God manifests His wrath by paying sinners what they deserve. The punishment fits the offense. The just payment for wickedness and rebellion is death. Rejecting God, the source of life, leads to death. People reap what they sow. “The wages of sin is death” (6:23). Sin in any form progressively grows stronger, spreads, and becomes worse. Whoever chooses to abandon God and truth for his or her own way launches on a downward slope that leads to destruction.[6]
Don’t Worry, there is a Solution!
Don’t Worry, there is a Solution!
Romans 3:22–24 (NIV) 22This righteousness is given through faith in Jesus Christ to all who believe. There is no difference between Jew and Gentile, 23for all have sinned and fall short of the glory of God, 24and all are justified freely by his grace through the redemption that came by Christ Jesus.

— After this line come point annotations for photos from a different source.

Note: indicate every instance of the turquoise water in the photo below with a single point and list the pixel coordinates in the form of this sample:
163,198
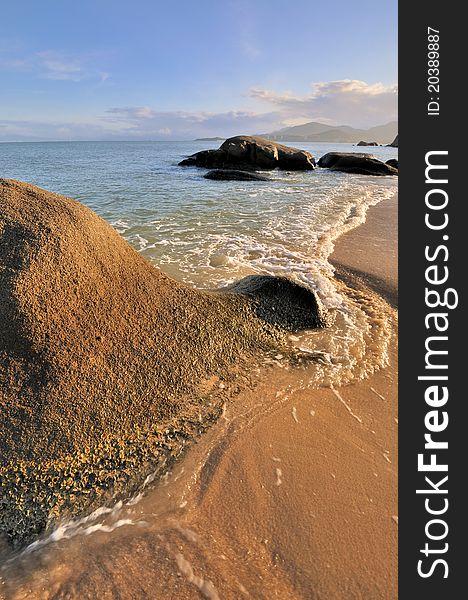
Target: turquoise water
207,233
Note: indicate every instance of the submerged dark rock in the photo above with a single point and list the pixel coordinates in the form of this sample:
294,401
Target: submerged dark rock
282,302
360,164
234,175
250,152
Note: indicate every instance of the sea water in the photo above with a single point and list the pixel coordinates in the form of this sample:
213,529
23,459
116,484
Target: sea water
207,234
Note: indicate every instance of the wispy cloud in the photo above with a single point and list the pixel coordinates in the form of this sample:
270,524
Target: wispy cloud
53,65
56,66
348,102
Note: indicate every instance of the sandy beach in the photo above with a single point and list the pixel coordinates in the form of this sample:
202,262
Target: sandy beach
291,495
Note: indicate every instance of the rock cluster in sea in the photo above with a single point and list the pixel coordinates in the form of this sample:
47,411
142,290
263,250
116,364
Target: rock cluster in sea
251,152
237,157
108,368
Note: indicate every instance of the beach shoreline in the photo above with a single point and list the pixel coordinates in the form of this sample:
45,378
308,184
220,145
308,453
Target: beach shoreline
291,494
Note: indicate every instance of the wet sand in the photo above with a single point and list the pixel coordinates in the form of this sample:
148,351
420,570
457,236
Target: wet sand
291,495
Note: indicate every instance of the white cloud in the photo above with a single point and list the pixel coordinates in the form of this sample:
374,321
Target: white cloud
349,102
55,66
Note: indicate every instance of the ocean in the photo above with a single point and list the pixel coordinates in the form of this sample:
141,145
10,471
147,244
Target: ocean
207,234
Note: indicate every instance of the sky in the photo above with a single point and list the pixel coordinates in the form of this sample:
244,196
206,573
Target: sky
177,70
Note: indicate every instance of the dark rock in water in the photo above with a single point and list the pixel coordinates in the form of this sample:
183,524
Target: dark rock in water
328,160
282,302
104,360
360,164
249,152
234,175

[1]Leadership Ministries Worldwide, Practical Illustrations: Romans(Chattanooga, TN: Leadership Ministries Worldwide, 2004), 86–87.
[2]Excerpt From Mere Christianity. C. S. Lewis. https://books.apple.com/us/book/mere-christianity/id360638379. This material may be protected by copyright.

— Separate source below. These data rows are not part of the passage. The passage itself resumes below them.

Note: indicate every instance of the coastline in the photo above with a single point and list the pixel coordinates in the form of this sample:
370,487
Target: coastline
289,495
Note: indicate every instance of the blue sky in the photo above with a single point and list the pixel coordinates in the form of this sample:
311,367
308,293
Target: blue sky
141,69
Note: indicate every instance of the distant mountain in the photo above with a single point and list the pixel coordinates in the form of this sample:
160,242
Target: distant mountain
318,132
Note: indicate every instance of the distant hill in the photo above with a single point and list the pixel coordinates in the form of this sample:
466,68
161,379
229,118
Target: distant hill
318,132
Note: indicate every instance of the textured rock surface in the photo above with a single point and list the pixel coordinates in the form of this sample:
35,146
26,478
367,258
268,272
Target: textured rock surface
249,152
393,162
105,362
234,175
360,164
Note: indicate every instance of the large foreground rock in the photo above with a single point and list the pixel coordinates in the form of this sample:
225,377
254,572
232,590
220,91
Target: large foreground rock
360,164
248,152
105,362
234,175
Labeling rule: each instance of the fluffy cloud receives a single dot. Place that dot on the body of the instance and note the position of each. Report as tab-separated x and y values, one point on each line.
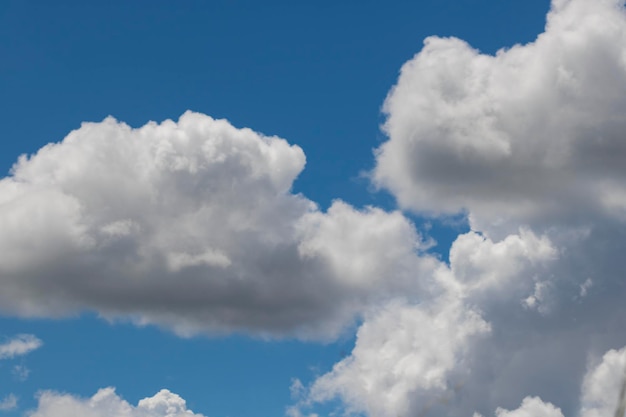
599	395
192	225
403	360
532	135
531	407
528	143
8	403
19	345
106	403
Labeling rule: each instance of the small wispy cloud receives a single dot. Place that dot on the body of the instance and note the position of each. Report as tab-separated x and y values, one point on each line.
19	345
8	403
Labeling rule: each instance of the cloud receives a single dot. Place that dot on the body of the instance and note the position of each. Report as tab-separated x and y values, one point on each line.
599	394
192	225
529	144
403	360
106	403
532	135
8	403
20	372
531	407
19	345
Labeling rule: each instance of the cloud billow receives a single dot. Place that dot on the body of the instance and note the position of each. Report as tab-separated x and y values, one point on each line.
530	144
192	225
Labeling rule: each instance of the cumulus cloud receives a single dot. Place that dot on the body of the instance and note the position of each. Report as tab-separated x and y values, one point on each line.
192	225
529	144
405	358
19	345
106	403
599	394
8	403
532	135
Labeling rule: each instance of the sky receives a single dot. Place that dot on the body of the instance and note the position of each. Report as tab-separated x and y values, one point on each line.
236	208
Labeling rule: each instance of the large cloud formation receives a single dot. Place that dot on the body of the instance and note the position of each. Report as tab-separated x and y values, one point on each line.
192	225
530	144
106	403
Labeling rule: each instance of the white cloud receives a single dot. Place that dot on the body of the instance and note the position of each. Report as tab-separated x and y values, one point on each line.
529	144
8	403
405	358
532	135
531	407
106	403
19	345
192	225
20	372
600	391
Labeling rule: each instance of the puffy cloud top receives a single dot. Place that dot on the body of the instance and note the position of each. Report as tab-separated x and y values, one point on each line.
192	225
532	135
106	403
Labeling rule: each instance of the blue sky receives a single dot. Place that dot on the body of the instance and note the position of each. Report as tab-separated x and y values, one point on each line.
317	75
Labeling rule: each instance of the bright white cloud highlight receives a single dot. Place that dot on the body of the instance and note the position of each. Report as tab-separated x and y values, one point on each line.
192	225
8	403
106	403
530	144
19	345
533	134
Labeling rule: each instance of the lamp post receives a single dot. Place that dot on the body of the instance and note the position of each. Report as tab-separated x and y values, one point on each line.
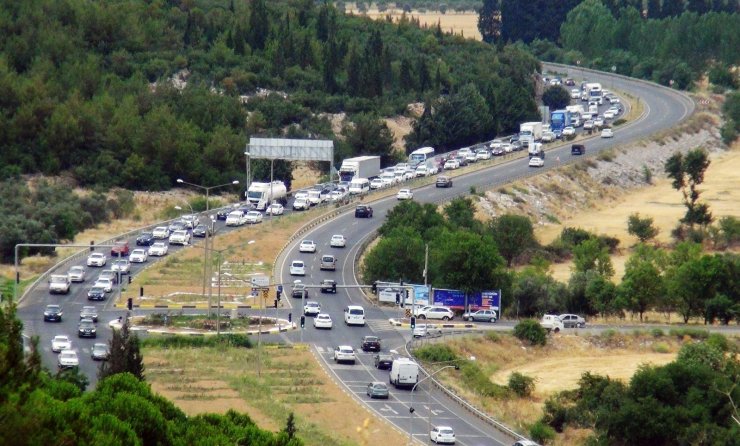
205	251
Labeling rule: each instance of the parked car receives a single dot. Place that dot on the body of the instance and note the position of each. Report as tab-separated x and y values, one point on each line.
572	321
377	390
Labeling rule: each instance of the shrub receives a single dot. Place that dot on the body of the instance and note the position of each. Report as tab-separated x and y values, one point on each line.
521	384
531	331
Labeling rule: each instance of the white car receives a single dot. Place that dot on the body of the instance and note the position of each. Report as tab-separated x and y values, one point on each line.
307	246
405	194
180	237
59	343
442	434
157	249
344	353
68	359
76	274
104	283
311	308
275	209
297	268
322	320
536	161
138	256
254	217
377	183
161	232
97	259
338	241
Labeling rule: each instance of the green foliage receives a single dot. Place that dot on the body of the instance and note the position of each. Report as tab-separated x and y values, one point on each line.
435	353
531	331
521	385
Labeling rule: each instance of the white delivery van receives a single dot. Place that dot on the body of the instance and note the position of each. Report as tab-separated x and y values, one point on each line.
354	315
404	373
359	186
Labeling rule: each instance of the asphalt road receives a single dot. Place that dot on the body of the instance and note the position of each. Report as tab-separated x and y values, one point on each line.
664	108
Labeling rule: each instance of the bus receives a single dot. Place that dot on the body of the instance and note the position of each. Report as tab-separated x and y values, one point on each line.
419	156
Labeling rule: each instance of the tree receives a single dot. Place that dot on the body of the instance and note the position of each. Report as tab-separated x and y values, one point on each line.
556	97
513	234
642	228
687	172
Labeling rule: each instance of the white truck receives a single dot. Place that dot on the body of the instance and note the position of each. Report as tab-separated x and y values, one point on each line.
359	167
531	130
59	284
404	373
262	195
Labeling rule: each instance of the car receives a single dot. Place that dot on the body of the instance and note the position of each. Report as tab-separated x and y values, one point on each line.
254	217
344	353
76	274
383	361
120	249
97	259
405	194
86	329
363	211
122	266
536	161
307	246
442	434
443	181
158	249
201	230
437	312
138	256
146	238
370	343
312	308
301	204
377	390
328	286
572	321
322	320
275	209
100	352
299	290
53	313
328	262
59	343
297	268
161	233
104	282
89	312
480	316
68	359
338	241
96	293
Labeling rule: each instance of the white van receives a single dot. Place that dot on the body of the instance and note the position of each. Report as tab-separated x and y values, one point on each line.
404	373
359	186
354	315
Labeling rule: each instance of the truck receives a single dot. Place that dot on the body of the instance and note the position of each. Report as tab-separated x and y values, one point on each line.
531	130
262	195
359	167
404	373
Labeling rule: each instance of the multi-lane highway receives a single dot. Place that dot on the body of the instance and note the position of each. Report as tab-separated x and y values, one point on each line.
663	109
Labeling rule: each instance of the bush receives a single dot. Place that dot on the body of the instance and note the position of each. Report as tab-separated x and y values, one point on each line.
531	331
521	384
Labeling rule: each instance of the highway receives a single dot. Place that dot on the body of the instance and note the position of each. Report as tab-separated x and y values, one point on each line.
663	109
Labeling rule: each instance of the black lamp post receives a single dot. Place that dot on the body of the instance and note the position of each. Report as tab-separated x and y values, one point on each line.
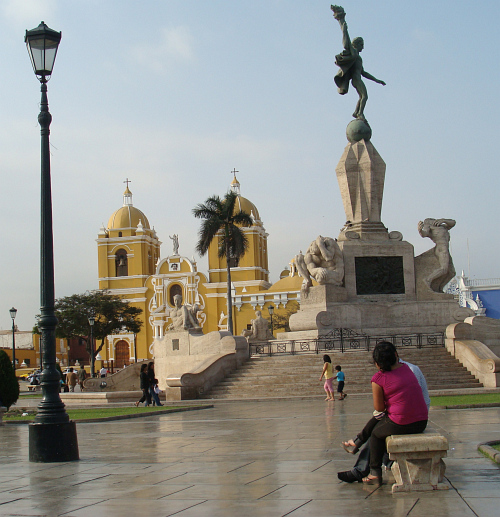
271	312
92	358
13	313
52	436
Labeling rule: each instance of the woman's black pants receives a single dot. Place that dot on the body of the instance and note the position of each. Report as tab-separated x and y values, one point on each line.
378	431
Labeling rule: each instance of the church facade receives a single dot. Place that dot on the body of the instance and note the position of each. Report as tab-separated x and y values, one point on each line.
130	265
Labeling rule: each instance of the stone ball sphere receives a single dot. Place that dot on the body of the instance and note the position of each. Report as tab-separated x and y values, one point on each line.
358	130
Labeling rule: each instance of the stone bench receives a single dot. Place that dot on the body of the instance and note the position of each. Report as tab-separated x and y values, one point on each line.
418	463
35	387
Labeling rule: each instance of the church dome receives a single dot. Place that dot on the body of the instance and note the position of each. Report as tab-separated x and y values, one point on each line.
242	203
127	216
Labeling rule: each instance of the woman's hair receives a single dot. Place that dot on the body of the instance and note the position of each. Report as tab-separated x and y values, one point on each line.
385	355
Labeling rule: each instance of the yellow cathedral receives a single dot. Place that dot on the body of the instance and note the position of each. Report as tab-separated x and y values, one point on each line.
130	265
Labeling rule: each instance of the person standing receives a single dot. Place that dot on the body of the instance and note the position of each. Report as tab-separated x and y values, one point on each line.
341	382
328	374
153	382
82	374
144	379
71	379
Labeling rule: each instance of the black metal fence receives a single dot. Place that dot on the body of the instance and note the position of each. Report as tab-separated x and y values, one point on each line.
342	340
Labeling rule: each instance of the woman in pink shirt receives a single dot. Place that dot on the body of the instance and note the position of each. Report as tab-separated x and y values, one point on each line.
399	406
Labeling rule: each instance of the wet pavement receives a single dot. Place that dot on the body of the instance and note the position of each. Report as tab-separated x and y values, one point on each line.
271	458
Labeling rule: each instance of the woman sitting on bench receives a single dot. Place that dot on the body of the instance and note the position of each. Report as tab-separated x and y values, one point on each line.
399	406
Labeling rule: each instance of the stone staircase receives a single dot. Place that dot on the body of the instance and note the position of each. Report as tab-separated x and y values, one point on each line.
298	375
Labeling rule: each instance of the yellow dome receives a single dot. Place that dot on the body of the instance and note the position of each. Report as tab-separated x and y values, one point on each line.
127	216
244	205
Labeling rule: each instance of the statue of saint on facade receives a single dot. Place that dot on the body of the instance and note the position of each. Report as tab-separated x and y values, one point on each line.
438	230
260	329
175	243
351	65
184	317
322	262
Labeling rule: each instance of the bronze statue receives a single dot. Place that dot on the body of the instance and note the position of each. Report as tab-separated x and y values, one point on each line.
351	65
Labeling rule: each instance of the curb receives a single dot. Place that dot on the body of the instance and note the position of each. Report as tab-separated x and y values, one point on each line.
469	406
487	449
122	417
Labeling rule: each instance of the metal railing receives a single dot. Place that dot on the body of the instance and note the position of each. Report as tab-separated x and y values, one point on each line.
343	340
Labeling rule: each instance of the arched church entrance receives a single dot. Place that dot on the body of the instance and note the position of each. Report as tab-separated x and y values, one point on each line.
122	354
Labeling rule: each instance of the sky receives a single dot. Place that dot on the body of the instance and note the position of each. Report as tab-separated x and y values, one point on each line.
174	94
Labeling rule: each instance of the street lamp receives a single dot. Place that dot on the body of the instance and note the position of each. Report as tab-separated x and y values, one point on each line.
52	436
13	313
270	309
92	359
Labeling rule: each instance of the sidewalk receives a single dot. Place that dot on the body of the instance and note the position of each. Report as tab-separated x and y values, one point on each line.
266	458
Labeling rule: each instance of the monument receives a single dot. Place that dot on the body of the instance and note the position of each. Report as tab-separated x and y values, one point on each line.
368	279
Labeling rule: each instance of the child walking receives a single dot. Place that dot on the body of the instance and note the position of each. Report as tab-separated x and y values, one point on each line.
328	374
341	382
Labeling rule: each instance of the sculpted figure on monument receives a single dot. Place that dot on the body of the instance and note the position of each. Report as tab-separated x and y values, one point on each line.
184	317
322	262
438	230
351	65
260	329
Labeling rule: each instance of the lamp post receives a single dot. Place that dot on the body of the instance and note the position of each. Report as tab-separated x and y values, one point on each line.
13	313
52	436
92	358
270	309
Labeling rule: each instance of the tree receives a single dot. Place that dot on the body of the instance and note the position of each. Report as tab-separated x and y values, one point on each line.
111	313
220	217
9	386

[3] https://www.gotquestions.org/God-shaped-hole.html
[4]William F. Lasley and Richard Dresselhaus, Romans: Justification by Faith: An Independent-Study Textbook, Third Edition (Springfield, MO: Global University, 2010), 47.
[5]William F. Lasley and Richard Dresselhaus, Romans: Justification by Faith: An Independent-Study Textbook, Third Edition (Springfield, MO: Global University, 2010), 47.
[6]William F. Lasley and Richard Dresselhaus, Romans: Justification by Faith: An Independent-Study Textbook, Third Edition (Springfield, MO: Global University, 2010), 48.